Table 4.4 shows the percentage of used resources (LUTs, LRAMs, and BRAMs) for the two implementations. Furthermore, the percentage of LUTs represents mapped compute operations, whereas LRAMs shows how many LUTs were used for memory operations. We can see how the use of Reticle's srom instruction results in the utilization of 36.46% (BRAMs) available in the device compared to the Verilog generated by PyRTL, which uses only 4.49% (LRAMs). The benefit of choosing BRAMs over LUTs represents a 5× speedup in the whole program for a cost of 36.46% (BRAMs) available in the device.

# Chapter 5

# **Related Work**

In this dissertation, we focus on the tasks of designing programming abstractions and evaluating efficient compilation techniques for modern FPGAs. We explore the architectural features, based on compute and memory operations, present in FPGAs today and show how these operations can be expressed more efficiently in an intermediate language called Reticle. Additionally, we demonstrate how to compile programs written in this language into FPGA primitives, including their physical locations.

Interestingly, there has been a large amount of work done in the space of languages and compilers for FPGAs. Programs written for these reconfigurable devices have been traditionally described using hardware description languages, and compiled into FPGA primitives by a process called hardware synthesis. First, we discuss work on programming languages for the task of hardware programming. Then, we talk about prior work on compiling hardware descriptions, including layout, for FPGAs.

# 5.1 Programming Languages for FPGAs

In the early days, the main purpose for FPGAs was emulating arbitrary hardware circuits. Hardware designers used FPGAs to prototype their architectures i.e., processors and evaluate software programs running on top it, due to the fact that simulating complex hardware designs i.e., CPUs took considerable amount of computing time [TQC<sup>+</sup>15]. Therefore, the languages used for programming FPGAs have been always related to the ones used for designing a silicon device (ASIC), regardless of all the architectural advancements in FPGAs over the last three decades [Tri15, Xil20c]. The following discussion is based on work done in the area of programming languages for FPGAs.

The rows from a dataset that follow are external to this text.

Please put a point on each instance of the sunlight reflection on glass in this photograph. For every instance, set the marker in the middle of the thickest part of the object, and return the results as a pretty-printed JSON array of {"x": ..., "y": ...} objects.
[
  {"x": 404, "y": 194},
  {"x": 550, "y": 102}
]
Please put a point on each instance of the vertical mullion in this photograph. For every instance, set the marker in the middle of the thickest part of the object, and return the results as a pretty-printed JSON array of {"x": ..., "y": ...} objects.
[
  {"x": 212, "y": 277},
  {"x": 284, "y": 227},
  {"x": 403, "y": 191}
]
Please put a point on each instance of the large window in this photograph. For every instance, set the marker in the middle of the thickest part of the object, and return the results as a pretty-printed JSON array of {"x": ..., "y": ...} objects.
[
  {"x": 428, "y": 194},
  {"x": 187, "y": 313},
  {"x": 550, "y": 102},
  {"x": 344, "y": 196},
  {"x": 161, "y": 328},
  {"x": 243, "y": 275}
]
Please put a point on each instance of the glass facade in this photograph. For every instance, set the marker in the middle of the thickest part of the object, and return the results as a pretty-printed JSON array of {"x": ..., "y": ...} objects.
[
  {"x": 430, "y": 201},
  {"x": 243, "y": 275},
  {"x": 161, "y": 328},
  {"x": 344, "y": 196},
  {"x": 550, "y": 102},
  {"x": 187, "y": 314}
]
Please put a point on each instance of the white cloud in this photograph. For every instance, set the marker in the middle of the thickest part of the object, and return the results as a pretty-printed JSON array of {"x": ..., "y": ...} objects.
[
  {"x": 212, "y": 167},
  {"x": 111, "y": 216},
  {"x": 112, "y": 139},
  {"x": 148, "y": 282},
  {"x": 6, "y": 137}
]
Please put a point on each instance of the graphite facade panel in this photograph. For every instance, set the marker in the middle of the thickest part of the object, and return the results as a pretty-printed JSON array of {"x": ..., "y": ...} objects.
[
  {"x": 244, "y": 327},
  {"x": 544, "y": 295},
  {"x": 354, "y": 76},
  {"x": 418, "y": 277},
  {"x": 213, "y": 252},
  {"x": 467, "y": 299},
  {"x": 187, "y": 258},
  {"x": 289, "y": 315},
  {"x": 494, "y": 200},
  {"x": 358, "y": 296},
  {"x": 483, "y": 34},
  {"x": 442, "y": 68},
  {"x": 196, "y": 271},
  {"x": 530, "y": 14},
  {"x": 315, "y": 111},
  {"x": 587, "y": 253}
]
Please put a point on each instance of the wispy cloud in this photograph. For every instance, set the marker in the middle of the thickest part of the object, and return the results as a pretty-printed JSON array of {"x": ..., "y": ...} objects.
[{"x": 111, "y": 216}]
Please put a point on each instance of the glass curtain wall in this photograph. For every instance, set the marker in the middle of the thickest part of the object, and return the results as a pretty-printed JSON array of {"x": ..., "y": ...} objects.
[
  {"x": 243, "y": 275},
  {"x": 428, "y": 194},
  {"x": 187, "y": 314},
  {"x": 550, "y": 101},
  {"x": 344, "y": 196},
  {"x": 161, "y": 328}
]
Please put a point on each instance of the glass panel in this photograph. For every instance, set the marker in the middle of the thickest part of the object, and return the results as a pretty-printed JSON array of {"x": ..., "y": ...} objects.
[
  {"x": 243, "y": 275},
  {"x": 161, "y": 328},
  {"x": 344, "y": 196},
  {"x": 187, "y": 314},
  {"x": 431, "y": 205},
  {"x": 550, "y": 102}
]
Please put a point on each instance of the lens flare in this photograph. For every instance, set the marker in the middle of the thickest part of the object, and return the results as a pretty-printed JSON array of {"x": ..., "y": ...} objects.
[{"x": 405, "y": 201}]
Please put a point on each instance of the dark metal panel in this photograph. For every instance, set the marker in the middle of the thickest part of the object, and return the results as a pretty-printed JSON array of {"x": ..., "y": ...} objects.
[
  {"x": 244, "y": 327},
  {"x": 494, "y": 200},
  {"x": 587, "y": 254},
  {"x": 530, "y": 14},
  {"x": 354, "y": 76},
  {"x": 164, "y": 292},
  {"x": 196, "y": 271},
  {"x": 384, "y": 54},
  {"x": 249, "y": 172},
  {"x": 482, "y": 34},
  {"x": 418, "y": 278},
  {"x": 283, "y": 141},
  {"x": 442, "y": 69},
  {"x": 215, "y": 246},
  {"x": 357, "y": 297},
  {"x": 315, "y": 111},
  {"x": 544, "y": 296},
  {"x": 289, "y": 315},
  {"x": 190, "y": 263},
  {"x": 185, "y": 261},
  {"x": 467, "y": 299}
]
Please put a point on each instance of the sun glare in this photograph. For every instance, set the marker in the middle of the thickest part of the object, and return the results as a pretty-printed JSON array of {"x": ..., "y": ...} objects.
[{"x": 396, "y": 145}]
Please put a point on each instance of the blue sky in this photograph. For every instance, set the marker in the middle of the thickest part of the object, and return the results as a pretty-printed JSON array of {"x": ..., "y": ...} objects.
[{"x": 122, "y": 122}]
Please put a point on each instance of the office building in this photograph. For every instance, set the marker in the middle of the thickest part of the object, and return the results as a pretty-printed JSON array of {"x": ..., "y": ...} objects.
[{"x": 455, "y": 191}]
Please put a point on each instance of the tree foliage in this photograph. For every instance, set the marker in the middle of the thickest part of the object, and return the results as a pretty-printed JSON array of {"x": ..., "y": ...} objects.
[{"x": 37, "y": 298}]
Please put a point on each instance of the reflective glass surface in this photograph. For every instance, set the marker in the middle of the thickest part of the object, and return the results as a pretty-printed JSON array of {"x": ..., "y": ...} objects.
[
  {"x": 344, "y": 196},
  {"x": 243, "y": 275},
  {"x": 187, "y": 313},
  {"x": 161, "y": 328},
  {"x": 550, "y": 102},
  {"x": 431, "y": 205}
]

# 5.1.1 Hardware Description Languages

The Verilog language was designed back in 1984, and to this date, it is the most widely used language for programming hardware [FMG<sup>+</sup>20]. Originally, Verilog was a proprietary HDL that led to the creation of VHDL, a royalty-free hardware language that became an IEEE standard in 1987 [FMG<sup>+</sup>20]. The Verilog language, however, eventually dominated the market and became the standard source language for describing hardware that every FPGA toolchain uses today. Therefore, other languages designed over the last couple of decades had to eventually be compiled down to Verilog in order to compile a binary that can program the device. Interestingly, the design of the Verilog language was highly inspired by C [FMG<sup>+</sup>20] but adapted to capture circuits semantics. Specifically, the programming abstraction is based on data operations flowing through registers known as the register-transfer level (RTL) abstraction. Furthermore, this abstraction requires programmers to define the behavior of a given hardware circuit for every clock cycle.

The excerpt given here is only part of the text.